2. A load management control system as claimed in claim 1, further
comprising:
means for comparing said inside temperature to a preset limit to
determine whether said inside temperature exceeds said preset
limit; and
means for blocking control of said controlling means when said
indoor temperature exceeds said preset limit.
3. A load management control system as claimed in claim 1, further
comprising means for ramping inside temperature changes so as to
not take place faster than a predetermined rate when a sudden drop
in outside temperature occurs.
4. A load management control system as claimed in claim 1, wherein
said external control device is a load management controller having
a dry contact.
5. A load management control system as claimed in claim 1, wherein
said external control device is a communications subsystem.
6. A load management control system as claimed in claim 1, wherein
said determining means and said comparing means are each
operational amplifiers analog circuits.
7. A load management control system as claimed in claim 1, wherein
said controlling means controls an output relay, said relay being
connected to said air conditioner control circuit.
8. A load management control system as claimed in claim 1, wherein
said determining means, said comparing means, said detecting means
and said controlling means is a microprocessor.
9. A method of controlling an air conditioning system comprising
the steps of:
operating the air conditioning system at full load;
determining a temperature outside an enclosure to be air
conditioned;
determining a temperature inside said enclosure;
determining the difference between said inside and outside
temperatures;
interrupting a control circuit of a cooling device of said air
conditioning system when said difference exceeds a predetermined
differential so as to reduce electrical load; and
resuming operation of said cooling device at full load when said
inside temperature rises to reduce the difference between said
inside and outside temperature below said predetermined
differential.
10. A method of controlling an air conditioning system as claimed
in claim 9, wherein the steps of determining a difference between
inside and outside temperatures, and interrupting and resuming the
operation of said cooling device are is accomplished by an analog
circuit.
11. A method of controlling an air conditioning system as claimed
in claim 9, wherein the steps of determining a difference between
inside and outside temperatures, and interrupting and resuming the
operation of said cooling device are is accomplished by a digital
circuit.
12. A method of controlling an air conditioning system comprising
the steps of:
establishing an inside temperature set point;
operating the air conditioner at full load;
determining a temperature outside an enclosure to be air
conditioned;
determining a temperature inside said enclosure;
determining the difference between said inside and outside
temperatures;
interrupting a control circuit of a cooling device of said air
conditioning system when said difference exceeds a predetermined
differential so as to reduce electrical load; and
preventing said indoor temperature from exceeding a predetermined
value greater than said inside temperature set point by cooling
said enclosure while at a reduced load; and
resuming operation of said cooling device at full load when said
inside temperature rises to reduce the difference between said
inside and outside temperature below said predetermined
differential.
Description
BACKGROUND OF THE INVENTION
1. Field of the Invention
This invention relates to a control system for controlling the
operation of an air conditioning system, and more particularly to a
load management control system for reducing air conditioning load
during peak periods.
2. Description of the Art
The control of temperature in enclosed areas such as residential
and commercial buildings is important for comfort of the
inhabitants as well as for efficiency.
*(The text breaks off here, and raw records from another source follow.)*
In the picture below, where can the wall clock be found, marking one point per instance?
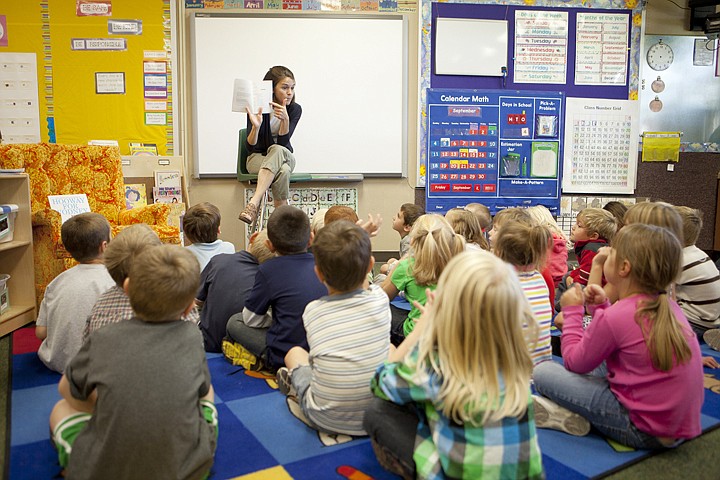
(660, 56)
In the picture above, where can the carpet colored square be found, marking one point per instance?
(260, 439)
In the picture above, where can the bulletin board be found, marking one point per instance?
(76, 105)
(501, 148)
(558, 31)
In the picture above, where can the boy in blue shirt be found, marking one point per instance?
(286, 283)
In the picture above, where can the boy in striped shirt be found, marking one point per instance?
(348, 332)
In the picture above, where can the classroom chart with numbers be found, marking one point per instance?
(496, 147)
(601, 146)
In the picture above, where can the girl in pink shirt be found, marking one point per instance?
(652, 392)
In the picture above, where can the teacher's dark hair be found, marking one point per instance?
(277, 74)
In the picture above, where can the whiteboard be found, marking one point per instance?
(469, 46)
(351, 81)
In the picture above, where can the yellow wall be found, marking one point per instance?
(81, 114)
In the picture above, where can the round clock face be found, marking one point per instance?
(660, 56)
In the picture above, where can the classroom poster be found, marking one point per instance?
(496, 147)
(601, 146)
(602, 43)
(541, 43)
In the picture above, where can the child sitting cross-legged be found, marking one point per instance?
(454, 401)
(285, 284)
(114, 305)
(70, 297)
(348, 332)
(635, 373)
(137, 399)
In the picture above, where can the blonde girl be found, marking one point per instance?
(557, 253)
(525, 247)
(466, 223)
(433, 243)
(653, 390)
(459, 379)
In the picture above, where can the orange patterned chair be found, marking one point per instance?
(69, 169)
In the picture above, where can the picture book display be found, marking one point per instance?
(496, 147)
(69, 205)
(135, 195)
(168, 186)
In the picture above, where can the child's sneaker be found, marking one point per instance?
(240, 356)
(284, 381)
(549, 414)
(712, 338)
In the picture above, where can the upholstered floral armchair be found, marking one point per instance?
(70, 169)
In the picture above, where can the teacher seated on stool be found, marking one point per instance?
(268, 142)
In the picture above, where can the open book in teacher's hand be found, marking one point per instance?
(253, 95)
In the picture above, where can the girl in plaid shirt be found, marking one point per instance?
(454, 399)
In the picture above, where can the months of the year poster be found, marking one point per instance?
(601, 146)
(497, 147)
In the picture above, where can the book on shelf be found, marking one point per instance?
(135, 195)
(143, 148)
(69, 205)
(251, 95)
(168, 186)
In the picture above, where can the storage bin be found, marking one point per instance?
(4, 296)
(7, 222)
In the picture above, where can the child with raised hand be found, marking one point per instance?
(348, 332)
(465, 223)
(137, 398)
(652, 392)
(525, 247)
(558, 251)
(433, 244)
(454, 400)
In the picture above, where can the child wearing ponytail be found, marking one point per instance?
(652, 392)
(525, 247)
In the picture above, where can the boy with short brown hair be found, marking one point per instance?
(70, 297)
(137, 398)
(201, 225)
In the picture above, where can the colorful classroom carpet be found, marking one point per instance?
(260, 439)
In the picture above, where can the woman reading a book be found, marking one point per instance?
(268, 142)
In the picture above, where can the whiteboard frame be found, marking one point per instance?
(470, 46)
(365, 129)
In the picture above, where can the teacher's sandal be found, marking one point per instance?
(248, 215)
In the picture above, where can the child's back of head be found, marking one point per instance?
(340, 212)
(465, 223)
(411, 213)
(660, 214)
(692, 224)
(162, 283)
(655, 257)
(83, 236)
(542, 216)
(434, 243)
(523, 245)
(128, 243)
(343, 255)
(479, 297)
(289, 230)
(597, 220)
(618, 210)
(482, 213)
(201, 223)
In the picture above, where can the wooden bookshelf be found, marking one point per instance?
(16, 256)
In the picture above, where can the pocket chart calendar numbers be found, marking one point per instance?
(601, 146)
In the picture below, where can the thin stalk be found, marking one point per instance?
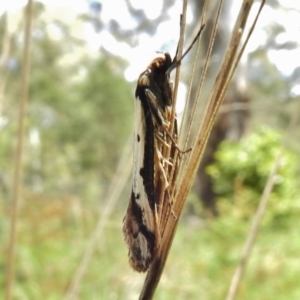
(17, 175)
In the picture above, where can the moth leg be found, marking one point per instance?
(161, 162)
(156, 110)
(161, 120)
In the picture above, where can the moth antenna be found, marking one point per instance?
(176, 62)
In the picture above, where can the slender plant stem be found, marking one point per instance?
(17, 175)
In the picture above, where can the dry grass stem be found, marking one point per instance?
(177, 196)
(17, 174)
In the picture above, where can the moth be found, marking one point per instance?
(155, 164)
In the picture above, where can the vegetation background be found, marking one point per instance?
(77, 167)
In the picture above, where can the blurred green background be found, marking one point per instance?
(77, 163)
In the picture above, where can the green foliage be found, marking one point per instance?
(241, 170)
(79, 113)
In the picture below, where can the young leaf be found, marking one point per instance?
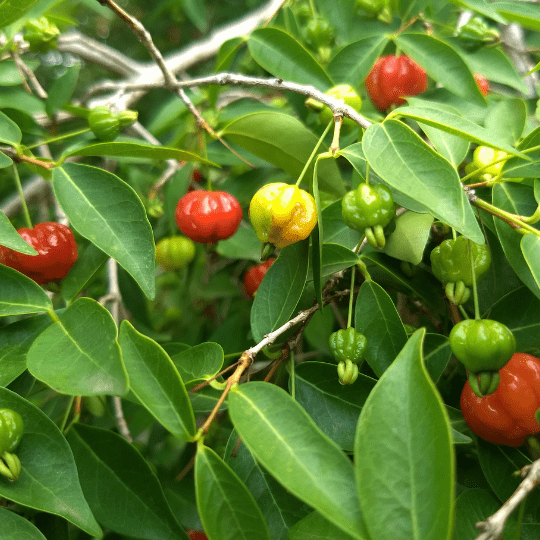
(415, 492)
(377, 318)
(20, 294)
(279, 292)
(120, 487)
(48, 479)
(79, 354)
(153, 378)
(227, 509)
(108, 212)
(284, 439)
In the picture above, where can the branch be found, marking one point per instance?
(492, 527)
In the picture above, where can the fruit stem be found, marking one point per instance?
(21, 195)
(314, 153)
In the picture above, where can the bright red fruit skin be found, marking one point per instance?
(208, 216)
(253, 277)
(482, 83)
(57, 253)
(507, 415)
(392, 78)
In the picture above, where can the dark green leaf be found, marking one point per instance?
(227, 509)
(108, 212)
(415, 493)
(79, 354)
(48, 479)
(111, 471)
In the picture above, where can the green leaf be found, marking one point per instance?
(352, 64)
(15, 527)
(62, 89)
(377, 318)
(443, 63)
(79, 355)
(137, 150)
(153, 378)
(279, 292)
(280, 508)
(111, 471)
(415, 491)
(11, 10)
(412, 167)
(48, 480)
(20, 294)
(517, 199)
(227, 509)
(507, 120)
(315, 527)
(409, 239)
(455, 124)
(15, 340)
(108, 212)
(10, 238)
(284, 439)
(285, 142)
(319, 391)
(9, 130)
(199, 362)
(283, 56)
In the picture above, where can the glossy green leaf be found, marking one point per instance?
(279, 292)
(10, 238)
(111, 471)
(517, 199)
(228, 510)
(280, 508)
(154, 379)
(9, 130)
(79, 354)
(376, 317)
(414, 168)
(62, 89)
(285, 142)
(507, 120)
(44, 452)
(20, 294)
(199, 362)
(15, 527)
(408, 241)
(137, 150)
(520, 311)
(276, 428)
(334, 407)
(108, 212)
(352, 63)
(415, 491)
(442, 62)
(15, 340)
(283, 56)
(456, 125)
(315, 527)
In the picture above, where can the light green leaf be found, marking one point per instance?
(79, 355)
(276, 429)
(403, 160)
(283, 56)
(227, 509)
(415, 490)
(153, 378)
(108, 212)
(285, 142)
(21, 294)
(43, 452)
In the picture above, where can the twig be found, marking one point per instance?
(492, 527)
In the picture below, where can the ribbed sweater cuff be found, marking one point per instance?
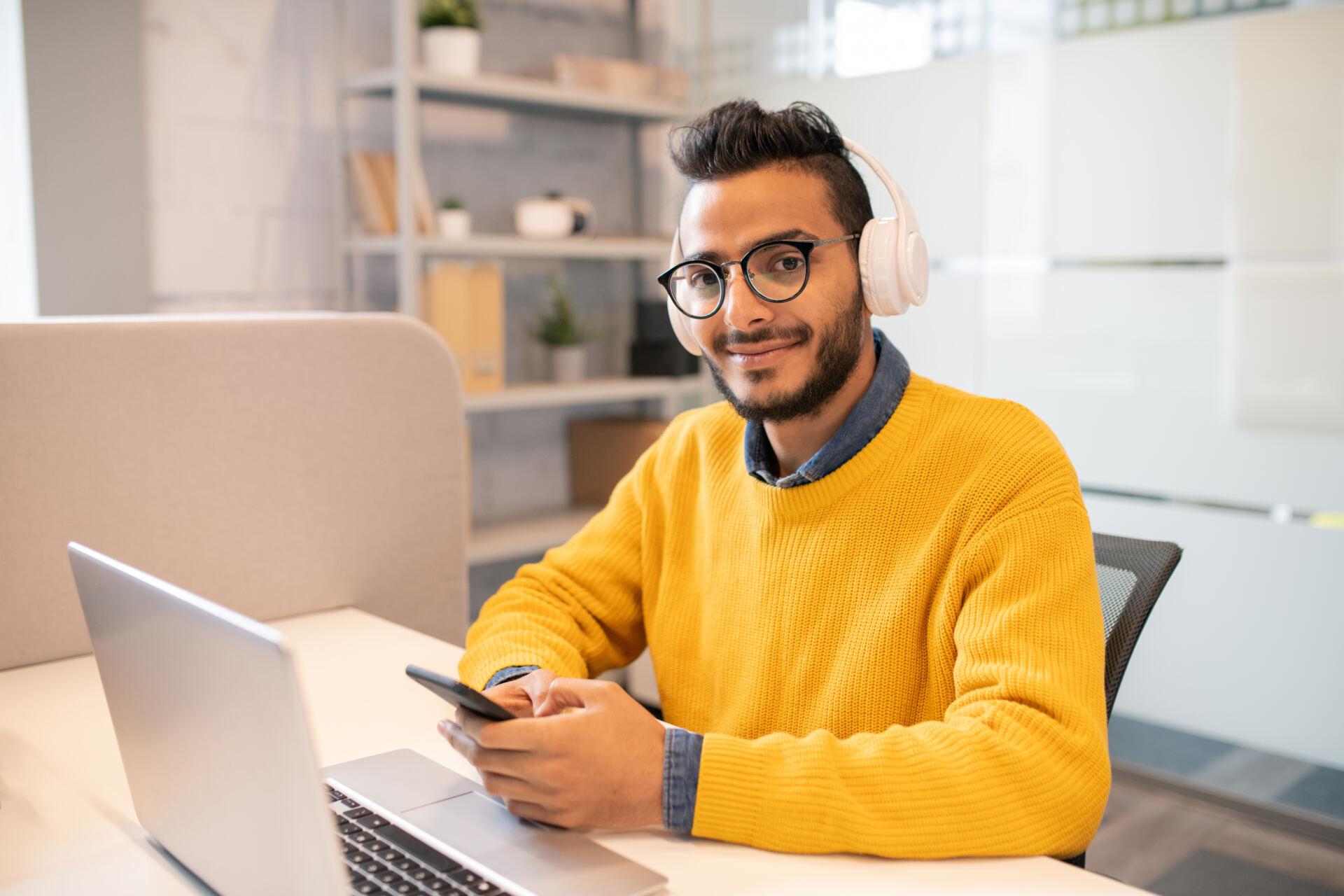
(729, 796)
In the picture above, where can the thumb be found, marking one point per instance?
(566, 694)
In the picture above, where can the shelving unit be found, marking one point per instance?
(406, 85)
(510, 246)
(511, 92)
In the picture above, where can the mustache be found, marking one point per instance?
(724, 343)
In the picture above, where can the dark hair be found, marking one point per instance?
(739, 136)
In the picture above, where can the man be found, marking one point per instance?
(870, 599)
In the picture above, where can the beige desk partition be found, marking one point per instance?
(276, 464)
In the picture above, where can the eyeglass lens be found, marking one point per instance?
(776, 270)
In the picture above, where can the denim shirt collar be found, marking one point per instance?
(867, 418)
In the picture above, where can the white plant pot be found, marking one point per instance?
(452, 51)
(568, 363)
(454, 223)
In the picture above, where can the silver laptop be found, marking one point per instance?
(222, 771)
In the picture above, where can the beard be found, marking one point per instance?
(839, 348)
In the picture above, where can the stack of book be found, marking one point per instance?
(374, 186)
(464, 302)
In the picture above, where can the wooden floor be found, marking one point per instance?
(1182, 846)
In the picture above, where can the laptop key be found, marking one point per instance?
(424, 852)
(465, 878)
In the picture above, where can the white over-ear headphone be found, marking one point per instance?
(892, 258)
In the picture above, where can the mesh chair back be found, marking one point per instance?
(1130, 573)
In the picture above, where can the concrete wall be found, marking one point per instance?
(88, 153)
(18, 260)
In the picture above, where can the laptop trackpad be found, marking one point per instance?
(473, 824)
(537, 859)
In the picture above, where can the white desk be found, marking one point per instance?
(66, 818)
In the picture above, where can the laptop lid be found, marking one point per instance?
(213, 732)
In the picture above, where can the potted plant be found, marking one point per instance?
(561, 332)
(451, 36)
(454, 222)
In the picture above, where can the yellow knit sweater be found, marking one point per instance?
(902, 659)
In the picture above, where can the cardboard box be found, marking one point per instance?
(605, 449)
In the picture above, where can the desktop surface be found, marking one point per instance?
(67, 821)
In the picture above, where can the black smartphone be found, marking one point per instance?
(460, 695)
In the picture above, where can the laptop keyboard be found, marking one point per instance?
(384, 859)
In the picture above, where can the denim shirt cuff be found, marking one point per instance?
(680, 778)
(508, 675)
Energy considerations become
important when the outside temperature substantially exceeds an
indoor temperature set point. In conventional air conditioning
systems, automatic controls maintain cooling levels in a selected
range. Most thermostatic controls permit the user to set a
prescribed temperature above which the system will energize to cool
the building. However, when the outdoor temperature greatly exceeds
the indoor temperature set point, a substantial energy load is
required to maintain the indoor temperature. As a result, excessive
cooling of the building adversely effects the physical condition of
building occupants, and energy is wasted since the air conditioner
is operated to provide an energy load in excess of that required to
maintain a comfortable interior temperature.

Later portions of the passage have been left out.